From an investment standpoint, we are bullish on the consumption/retail sector in the Hong Kong market, both in terms of discretionary and staples, as we expect rising visitors traffic will bring strong growth in revenues. While some of these stocks have already rallied on the news, there is likely to be further upside as consensus has yet to reflect this positive development. Overall, we are overweight in selective high-quality names in the sector and well positioned to benefit from a retail recovery".David Townsend, Managing Director of EMEA Business at Value Partners Group.
“The border reopening announcement between Hong Kong and Mainland China was made late last month, and since then many stocks have rebounded nicely. For example, some property companies that have a large proportion of their portfolio in shopping malls and rental assets surged by 10-15 percent. At the same time, retailers such as jewellery companies and healthcare-related companies with beauty clinics also posted nice gains, rising over 20 percent. In my view, some stocks have gone ahead of themselves and are now pricing in a base or bull case scenario.
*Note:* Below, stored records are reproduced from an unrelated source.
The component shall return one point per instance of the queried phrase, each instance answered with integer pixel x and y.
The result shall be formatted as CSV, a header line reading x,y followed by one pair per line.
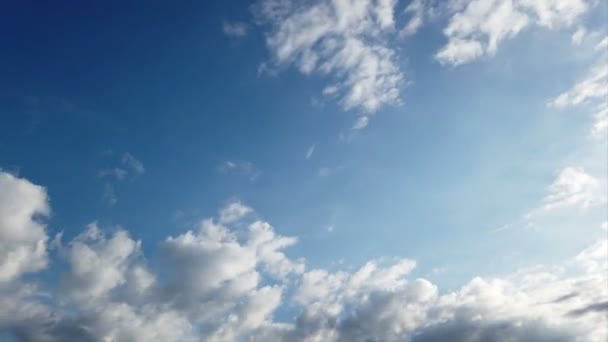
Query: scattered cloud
x,y
310,151
416,11
235,29
591,88
234,211
124,167
109,194
477,27
349,41
602,45
136,166
223,283
22,233
240,168
573,187
578,36
117,173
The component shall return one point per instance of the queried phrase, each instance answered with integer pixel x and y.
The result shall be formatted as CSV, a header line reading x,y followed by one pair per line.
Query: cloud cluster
x,y
229,279
477,27
345,39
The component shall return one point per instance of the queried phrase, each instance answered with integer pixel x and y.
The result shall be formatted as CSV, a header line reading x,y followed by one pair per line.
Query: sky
x,y
324,170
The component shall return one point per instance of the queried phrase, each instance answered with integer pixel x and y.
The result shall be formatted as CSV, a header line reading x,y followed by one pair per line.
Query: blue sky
x,y
469,136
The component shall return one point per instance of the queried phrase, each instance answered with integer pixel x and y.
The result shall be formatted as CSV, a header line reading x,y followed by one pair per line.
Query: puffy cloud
x,y
477,27
23,238
224,283
346,39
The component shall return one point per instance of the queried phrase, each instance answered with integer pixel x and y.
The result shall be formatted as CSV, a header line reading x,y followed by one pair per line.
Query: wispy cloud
x,y
477,27
235,29
348,41
310,151
125,166
240,168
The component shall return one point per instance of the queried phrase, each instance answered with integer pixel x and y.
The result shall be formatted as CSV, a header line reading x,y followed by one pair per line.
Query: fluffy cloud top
x,y
225,283
22,232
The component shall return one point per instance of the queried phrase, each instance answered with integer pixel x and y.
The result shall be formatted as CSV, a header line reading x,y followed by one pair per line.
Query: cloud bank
x,y
230,278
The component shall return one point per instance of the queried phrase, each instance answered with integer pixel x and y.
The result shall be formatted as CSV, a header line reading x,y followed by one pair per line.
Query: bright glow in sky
x,y
326,170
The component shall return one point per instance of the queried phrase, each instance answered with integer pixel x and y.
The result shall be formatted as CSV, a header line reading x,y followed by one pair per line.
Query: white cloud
x,y
591,88
573,187
602,45
234,211
235,29
23,239
578,36
222,283
416,10
345,39
310,151
477,27
127,165
133,163
240,168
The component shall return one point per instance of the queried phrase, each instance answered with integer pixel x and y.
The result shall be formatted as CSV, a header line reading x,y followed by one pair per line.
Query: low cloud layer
x,y
230,278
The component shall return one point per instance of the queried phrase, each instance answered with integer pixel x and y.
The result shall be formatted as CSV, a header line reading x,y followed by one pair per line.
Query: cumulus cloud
x,y
226,281
477,27
23,238
347,40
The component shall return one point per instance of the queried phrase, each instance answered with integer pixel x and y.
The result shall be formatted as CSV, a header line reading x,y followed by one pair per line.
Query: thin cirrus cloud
x,y
476,28
573,187
222,283
354,43
235,29
346,40
590,91
126,165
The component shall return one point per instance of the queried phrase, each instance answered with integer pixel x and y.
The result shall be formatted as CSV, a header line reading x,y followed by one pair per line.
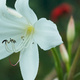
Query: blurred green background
x,y
43,8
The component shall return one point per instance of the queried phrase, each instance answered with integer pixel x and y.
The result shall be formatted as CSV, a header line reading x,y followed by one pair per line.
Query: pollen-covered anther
x,y
30,30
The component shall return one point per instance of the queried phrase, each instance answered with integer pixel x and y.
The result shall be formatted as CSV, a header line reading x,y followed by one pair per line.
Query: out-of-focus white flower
x,y
64,53
21,31
71,30
56,79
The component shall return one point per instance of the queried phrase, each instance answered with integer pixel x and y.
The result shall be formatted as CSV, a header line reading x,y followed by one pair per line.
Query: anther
x,y
12,40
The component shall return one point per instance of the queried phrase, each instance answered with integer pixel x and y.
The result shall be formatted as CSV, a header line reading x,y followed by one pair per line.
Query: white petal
x,y
23,8
7,17
29,62
3,52
46,34
10,25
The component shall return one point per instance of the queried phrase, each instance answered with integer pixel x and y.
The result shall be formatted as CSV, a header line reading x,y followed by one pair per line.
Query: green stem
x,y
67,67
69,51
57,64
73,67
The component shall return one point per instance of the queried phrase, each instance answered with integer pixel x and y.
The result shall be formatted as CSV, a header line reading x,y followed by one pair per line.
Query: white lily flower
x,y
21,31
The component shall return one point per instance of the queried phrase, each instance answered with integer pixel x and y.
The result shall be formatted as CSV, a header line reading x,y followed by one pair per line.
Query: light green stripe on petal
x,y
46,34
29,62
3,52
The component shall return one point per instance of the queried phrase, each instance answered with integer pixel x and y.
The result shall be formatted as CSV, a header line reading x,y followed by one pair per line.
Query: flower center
x,y
30,30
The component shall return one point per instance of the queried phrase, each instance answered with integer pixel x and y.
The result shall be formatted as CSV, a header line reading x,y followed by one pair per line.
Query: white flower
x,y
20,30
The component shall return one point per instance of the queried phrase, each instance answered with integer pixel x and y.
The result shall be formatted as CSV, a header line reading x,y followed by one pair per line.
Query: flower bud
x,y
64,53
71,30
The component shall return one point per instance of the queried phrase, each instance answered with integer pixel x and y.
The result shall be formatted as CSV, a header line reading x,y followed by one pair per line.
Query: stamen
x,y
13,64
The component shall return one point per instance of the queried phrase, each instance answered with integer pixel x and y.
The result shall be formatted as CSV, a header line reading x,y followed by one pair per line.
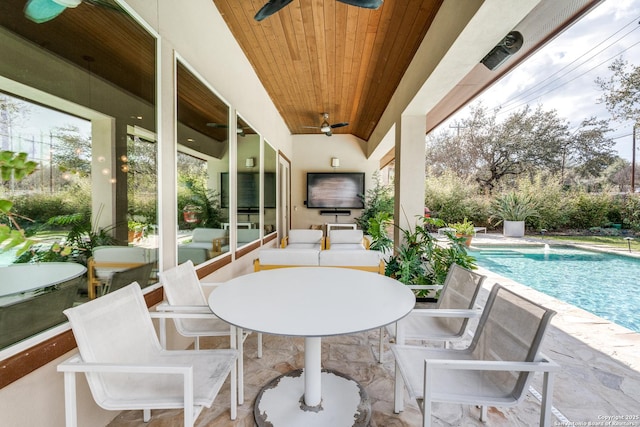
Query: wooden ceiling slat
x,y
321,55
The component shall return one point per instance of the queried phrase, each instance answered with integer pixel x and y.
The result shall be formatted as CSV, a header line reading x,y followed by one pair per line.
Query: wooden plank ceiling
x,y
316,56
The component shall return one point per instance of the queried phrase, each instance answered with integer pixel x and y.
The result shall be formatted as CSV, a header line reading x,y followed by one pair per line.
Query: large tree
x,y
528,140
621,91
72,150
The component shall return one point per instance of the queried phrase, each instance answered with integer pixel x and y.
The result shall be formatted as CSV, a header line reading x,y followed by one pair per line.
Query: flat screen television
x,y
335,190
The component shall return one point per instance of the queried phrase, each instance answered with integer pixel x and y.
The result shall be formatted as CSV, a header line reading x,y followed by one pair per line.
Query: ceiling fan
x,y
325,126
272,6
40,11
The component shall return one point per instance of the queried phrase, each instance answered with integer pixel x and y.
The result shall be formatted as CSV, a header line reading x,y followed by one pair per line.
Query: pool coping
x,y
600,367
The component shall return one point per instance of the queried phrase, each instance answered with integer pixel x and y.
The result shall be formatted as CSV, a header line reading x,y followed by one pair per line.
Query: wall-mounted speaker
x,y
503,50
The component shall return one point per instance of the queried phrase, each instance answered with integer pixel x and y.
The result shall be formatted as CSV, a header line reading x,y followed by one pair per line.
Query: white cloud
x,y
562,75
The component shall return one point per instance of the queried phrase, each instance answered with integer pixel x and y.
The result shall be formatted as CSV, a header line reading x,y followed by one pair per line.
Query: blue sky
x,y
562,74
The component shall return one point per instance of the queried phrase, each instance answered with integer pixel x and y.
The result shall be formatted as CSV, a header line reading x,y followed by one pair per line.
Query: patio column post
x,y
409,171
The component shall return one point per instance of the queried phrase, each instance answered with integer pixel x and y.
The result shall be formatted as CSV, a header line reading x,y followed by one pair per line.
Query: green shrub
x,y
452,199
550,197
377,200
589,210
630,211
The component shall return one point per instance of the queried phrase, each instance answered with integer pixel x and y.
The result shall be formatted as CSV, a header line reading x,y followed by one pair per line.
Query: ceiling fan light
x,y
40,11
68,3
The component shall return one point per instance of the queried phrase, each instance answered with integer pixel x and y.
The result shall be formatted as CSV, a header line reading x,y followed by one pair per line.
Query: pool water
x,y
606,285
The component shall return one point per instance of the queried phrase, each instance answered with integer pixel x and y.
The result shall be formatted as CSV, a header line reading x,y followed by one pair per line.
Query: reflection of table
x,y
249,225
311,302
341,226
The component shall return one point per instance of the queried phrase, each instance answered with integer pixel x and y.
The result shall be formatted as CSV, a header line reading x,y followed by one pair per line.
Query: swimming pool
x,y
606,285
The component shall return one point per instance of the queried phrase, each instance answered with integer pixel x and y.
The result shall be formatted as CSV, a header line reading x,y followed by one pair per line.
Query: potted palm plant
x,y
464,230
513,209
419,259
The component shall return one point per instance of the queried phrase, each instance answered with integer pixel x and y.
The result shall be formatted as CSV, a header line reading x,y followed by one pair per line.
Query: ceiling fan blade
x,y
270,8
367,4
40,11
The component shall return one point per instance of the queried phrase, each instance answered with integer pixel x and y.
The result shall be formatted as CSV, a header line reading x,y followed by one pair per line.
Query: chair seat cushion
x,y
304,236
346,258
315,246
345,236
270,256
462,386
137,391
347,246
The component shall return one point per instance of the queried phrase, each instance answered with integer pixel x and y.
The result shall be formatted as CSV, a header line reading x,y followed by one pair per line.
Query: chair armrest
x,y
425,287
183,308
437,312
217,243
182,315
544,365
76,364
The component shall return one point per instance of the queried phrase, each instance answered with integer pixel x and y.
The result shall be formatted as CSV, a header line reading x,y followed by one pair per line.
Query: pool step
x,y
486,253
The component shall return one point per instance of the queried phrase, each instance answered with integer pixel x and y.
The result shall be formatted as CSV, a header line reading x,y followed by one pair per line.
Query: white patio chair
x,y
495,369
185,296
127,368
448,321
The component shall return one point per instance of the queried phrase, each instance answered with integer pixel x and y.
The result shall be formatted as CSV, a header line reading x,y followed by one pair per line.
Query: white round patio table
x,y
311,302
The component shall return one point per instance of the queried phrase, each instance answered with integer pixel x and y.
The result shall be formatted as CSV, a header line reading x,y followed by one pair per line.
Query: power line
x,y
509,101
569,81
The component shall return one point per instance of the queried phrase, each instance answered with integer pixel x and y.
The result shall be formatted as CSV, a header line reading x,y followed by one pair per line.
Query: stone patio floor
x,y
598,385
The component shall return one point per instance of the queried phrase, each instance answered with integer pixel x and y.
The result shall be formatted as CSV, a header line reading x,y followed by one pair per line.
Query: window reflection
x,y
270,165
96,179
203,168
248,184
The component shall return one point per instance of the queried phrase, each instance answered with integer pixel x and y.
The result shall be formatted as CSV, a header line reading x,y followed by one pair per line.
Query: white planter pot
x,y
513,229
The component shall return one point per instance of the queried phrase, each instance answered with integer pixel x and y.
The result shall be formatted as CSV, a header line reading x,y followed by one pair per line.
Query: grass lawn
x,y
611,241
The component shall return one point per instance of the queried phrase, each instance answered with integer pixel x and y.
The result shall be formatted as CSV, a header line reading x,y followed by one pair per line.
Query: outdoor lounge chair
x,y
494,370
346,239
448,321
359,260
120,279
185,296
303,239
127,368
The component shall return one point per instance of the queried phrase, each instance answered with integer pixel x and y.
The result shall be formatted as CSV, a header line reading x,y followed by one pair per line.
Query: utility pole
x,y
633,160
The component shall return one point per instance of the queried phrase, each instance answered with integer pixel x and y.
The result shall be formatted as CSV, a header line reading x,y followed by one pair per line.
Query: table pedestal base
x,y
281,402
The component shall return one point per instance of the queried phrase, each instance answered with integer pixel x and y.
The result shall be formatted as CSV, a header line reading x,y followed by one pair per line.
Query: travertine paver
x,y
599,381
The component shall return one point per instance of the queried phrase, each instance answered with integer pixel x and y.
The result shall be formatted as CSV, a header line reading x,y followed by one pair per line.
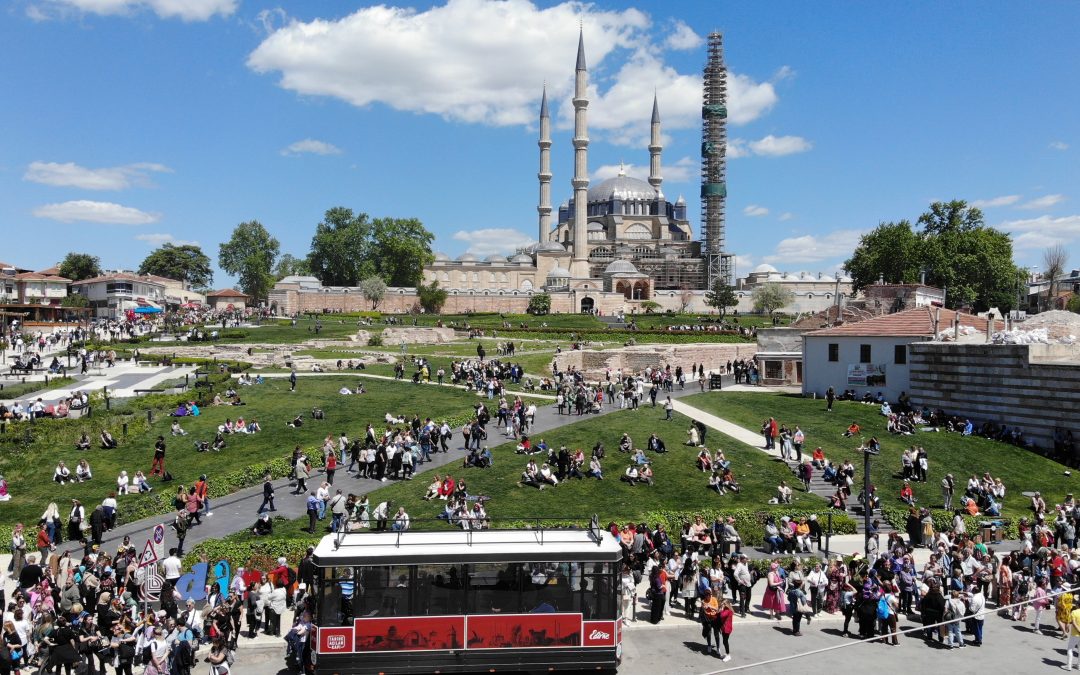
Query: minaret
x,y
579,267
544,207
655,148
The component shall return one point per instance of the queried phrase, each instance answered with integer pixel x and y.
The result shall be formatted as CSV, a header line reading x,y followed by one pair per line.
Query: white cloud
x,y
70,174
440,62
1004,200
310,146
1042,231
683,38
778,146
185,10
488,241
813,248
743,264
158,240
1043,202
683,171
85,211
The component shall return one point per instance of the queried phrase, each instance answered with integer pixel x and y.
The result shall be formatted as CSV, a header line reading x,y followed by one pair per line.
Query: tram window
x,y
336,597
597,594
439,590
496,588
383,592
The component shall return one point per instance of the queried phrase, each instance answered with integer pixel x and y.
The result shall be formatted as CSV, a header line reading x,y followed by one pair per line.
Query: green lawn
x,y
948,453
28,471
679,486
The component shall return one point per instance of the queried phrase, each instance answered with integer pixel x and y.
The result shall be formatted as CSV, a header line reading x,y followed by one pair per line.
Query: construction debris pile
x,y
1052,327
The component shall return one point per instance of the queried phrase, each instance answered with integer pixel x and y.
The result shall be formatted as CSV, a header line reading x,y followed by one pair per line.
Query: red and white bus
x,y
451,602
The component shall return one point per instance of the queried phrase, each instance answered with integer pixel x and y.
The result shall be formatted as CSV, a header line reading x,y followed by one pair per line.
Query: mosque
x,y
613,242
609,248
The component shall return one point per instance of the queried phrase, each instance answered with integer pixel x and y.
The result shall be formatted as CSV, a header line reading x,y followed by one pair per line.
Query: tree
x,y
373,288
187,264
955,250
401,248
289,266
540,304
340,250
250,254
770,297
1054,259
80,266
432,298
721,296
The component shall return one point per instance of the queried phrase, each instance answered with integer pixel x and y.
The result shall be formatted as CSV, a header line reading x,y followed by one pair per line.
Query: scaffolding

As sentiment remains strong, there is no point to sell down right away, but be watchful of any pullbacks.
With the opening up of China, business activities will become robust again, leading to stronger domestic consumption in the coming months. There are still laggards in the market such as the manufacturing, utility, and infrastructure companies, so the overall market still provides ample opportunities for those who didn’t catch the recent rally".Ronald Chan, Founder and Chief Investment Officer at Chartwell Capital, the independent, Hong Kong based investment firm.